Secondo la leggenda, gli Slavi ebbero come antenati tre fratelli: si chiamavano Lech, Czech e Rus'. Costoro, dalle foreste dell'Europa centrale, in Boemia, dove oggi c'è la Repubblica Ceca, partirono e presero tre direzioni diverse. Lech andò verso nord, dove oggi c'è la Polonia, Czech si stabilì in Boemia e Rus' andò verso est, dove oggi vi sono Russia, Russia Bianca e Ucraina. I tre andavano a caccia perché seguivano una preda. Lech, nell'attuale Polonia, trovò un nido d'aquila, in polacco "Gniezno", vi fondò una città, la prima città polacca e da allora l'emblema polacco è un'aquila bianca su sfondo vermiglio.
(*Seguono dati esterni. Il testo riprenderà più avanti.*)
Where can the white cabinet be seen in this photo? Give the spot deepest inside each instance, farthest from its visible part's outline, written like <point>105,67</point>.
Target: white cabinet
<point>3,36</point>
Come ogni leggenda, anche questa riflette un fondo di verità. Czech diede il nome ai Cechi e Rus' alla Russia. In effetti anche questa, come tutte le leggende, riflette un fondo di verità. Nel V secolo, con la caduta dell'Impero Romano d'Occidente, diverse popolazioni migrarono appunto a occidente e la Polonia è effettivamente l'avamposto più occidentale della Slavia, la Polonia nacque effettivamente nel 966, quando il Papato inviò i vescovi a cristianizzare la Slavia.